Decision Facilitation

The biggest problem that companies face when buying a new system isn't finding and assessing suitable and capable technology. Instead, it is working out exactly what is needed, to satisfy all requirements and internal demands - many of which aren't instantly obvious - and working out how to introduce a system to the company.

"...if a company has issued an RFP, it shows that the process of working out exactly what is needed... has not been completed"

It is our experience that in most cases, if a company has issued an RFP, it shows that this process has not been completed. Information-gathering is important in helping companies elicit requirements, and RFPs can be an essential part of this process (as well as necessary for due diligence), but an RFP will not solve the "softer" decision-making issues. Nor will it guarantee that a system will "fit" the various different places in a company that it will be used in.

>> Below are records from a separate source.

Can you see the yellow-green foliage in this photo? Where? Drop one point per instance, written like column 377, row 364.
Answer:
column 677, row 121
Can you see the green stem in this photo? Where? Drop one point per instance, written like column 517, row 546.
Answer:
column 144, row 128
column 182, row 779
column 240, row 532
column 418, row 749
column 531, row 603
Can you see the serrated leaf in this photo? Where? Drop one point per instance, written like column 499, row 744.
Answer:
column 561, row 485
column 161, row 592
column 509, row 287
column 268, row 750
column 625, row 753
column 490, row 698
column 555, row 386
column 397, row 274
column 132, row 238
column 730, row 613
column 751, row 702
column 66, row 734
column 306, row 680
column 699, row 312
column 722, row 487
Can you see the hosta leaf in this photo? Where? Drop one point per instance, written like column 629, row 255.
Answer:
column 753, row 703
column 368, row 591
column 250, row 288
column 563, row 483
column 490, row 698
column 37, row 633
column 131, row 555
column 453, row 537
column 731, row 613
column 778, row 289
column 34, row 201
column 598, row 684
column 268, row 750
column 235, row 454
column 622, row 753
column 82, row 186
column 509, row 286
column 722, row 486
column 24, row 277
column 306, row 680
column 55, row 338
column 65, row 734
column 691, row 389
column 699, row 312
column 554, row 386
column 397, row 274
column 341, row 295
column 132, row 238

In trying to bridge this gap - and as believers in word-of-mouth marketing, and in being uncomfortable with aggressive selling "techniques" (cold-calling, etc.) - we found ourselves casting around for innovative selling strategies. Along the way we came across some interesting books: Hank Trisler's classic "No Bull Selling", published in 1983 and Neil Rackam's 1987 consultative selling book "Making Major Sales", were milestones.

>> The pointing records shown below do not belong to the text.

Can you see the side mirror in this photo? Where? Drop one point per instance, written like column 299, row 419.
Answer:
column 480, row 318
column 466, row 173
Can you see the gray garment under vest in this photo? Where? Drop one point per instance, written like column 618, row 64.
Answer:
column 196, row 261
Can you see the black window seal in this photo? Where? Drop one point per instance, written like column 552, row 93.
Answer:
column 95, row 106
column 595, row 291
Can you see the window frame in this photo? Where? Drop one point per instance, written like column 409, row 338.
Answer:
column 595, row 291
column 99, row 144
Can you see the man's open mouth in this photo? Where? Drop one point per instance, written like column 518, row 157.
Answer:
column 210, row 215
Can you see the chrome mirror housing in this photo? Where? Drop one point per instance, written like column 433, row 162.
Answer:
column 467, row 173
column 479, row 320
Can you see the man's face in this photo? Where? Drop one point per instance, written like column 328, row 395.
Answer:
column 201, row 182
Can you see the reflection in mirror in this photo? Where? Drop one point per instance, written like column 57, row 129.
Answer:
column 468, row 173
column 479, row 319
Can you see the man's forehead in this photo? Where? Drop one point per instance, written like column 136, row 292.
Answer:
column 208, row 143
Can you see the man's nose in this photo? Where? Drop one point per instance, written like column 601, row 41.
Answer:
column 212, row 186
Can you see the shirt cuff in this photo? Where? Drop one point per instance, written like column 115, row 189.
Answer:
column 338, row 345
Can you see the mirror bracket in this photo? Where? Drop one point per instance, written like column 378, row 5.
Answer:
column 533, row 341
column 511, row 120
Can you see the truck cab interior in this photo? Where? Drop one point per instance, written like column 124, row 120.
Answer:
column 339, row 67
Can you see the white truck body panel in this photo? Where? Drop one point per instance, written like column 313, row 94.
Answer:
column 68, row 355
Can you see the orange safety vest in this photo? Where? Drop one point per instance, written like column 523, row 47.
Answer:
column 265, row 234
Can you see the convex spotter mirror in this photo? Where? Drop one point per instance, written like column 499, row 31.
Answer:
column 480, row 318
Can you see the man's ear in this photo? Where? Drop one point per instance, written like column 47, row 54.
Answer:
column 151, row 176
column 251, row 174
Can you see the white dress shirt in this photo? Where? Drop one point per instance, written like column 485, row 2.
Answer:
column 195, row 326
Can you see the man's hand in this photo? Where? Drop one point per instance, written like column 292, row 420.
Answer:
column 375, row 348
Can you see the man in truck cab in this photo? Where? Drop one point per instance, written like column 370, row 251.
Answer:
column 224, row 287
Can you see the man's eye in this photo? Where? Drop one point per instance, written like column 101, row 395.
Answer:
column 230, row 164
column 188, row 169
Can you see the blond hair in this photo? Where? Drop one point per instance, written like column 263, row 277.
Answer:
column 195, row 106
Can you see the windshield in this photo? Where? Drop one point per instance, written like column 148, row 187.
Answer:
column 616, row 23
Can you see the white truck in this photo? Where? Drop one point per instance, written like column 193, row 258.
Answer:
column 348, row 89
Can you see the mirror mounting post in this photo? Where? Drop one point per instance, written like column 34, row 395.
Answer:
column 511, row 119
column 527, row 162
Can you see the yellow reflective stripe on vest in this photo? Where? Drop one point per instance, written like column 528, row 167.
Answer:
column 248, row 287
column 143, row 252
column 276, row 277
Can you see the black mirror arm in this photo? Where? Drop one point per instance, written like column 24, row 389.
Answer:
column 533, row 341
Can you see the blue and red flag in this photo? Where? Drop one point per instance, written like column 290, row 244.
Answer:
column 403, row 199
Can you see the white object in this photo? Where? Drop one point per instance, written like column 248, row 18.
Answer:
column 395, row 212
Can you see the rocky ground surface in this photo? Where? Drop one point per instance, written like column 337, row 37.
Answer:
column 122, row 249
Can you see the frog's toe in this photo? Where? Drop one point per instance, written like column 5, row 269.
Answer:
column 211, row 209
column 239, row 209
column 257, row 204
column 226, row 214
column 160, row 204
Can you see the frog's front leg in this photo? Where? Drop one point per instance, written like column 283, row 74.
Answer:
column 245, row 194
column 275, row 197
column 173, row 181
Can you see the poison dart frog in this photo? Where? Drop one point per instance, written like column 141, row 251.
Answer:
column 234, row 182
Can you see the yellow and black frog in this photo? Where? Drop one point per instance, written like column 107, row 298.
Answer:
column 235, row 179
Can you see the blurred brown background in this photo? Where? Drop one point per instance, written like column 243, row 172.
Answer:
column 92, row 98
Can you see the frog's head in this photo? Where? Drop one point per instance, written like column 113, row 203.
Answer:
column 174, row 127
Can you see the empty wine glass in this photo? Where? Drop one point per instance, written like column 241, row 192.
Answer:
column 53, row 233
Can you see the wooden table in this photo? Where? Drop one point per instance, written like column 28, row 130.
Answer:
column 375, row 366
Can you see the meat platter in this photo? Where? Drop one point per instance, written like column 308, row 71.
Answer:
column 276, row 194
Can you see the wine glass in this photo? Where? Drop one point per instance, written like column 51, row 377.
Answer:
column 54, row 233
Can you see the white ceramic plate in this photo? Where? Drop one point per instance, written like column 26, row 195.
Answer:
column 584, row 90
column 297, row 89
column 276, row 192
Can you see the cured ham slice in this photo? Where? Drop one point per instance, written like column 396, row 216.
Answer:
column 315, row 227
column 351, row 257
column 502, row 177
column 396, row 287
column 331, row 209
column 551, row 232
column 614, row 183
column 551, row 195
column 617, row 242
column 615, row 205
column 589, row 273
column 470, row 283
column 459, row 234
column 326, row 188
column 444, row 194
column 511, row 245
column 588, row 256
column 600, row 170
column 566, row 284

But it wasn't until we came across Sharon Drew Morgen's 1997 book "Selling with Integrity", where she introduced the concept of buying facilitation, that we felt we had found a way in which we consistently wanted to work with customers.

Selling with integrity/buying facilitation is based on several key principles and beliefs:

The Six Principles

  1. You have nothing to sell if there's no one to buy
  2. Relationship comes first; task second
  3. The buyer has the answers; the seller has the questions
  4. Service is the goal; discovery is the outcome; a sale may be the solution (but may not be)
  5. People buy only when they can't fill their own needs
  6. People buy using their own buying patterns, not a seller's selling patterns

Buying Facilitation: The Beliefs

  • The prospect has ultimate control over the outcome of the interaction
  • The seller's job is to support the prospective buyer's needs
  • The prospective buyer knows what s/he needs and can solve his/her own problems with the support of the seller's questions
  • People buy only when they cannot solve their problems with their own internal resources; then they seek an external solution
  • Sellers will find the right people to buy their product independent of their need to sell
  • Prospective buyers and sellers trust each other and are honest with each other, communicating in a "We Space" uniquely their own
  • Prospective buyers have the answers; sellers have the questions
  • Prospective buyers know what they need, but prefer to work collaboratively with a seller in a "win-win" situation to support each other in getting their needs met.

We have therefore found that the most productive way forwards in pre-sales situations involves supporting prospective customers in discovering what their critical needs are, and what their internal decision-making process is (the main criteria, how these will be evaluated, and by whom). This "exploration" phase can happen in various ways - meetings, questionnaires, workshops, demos, pilot schemes.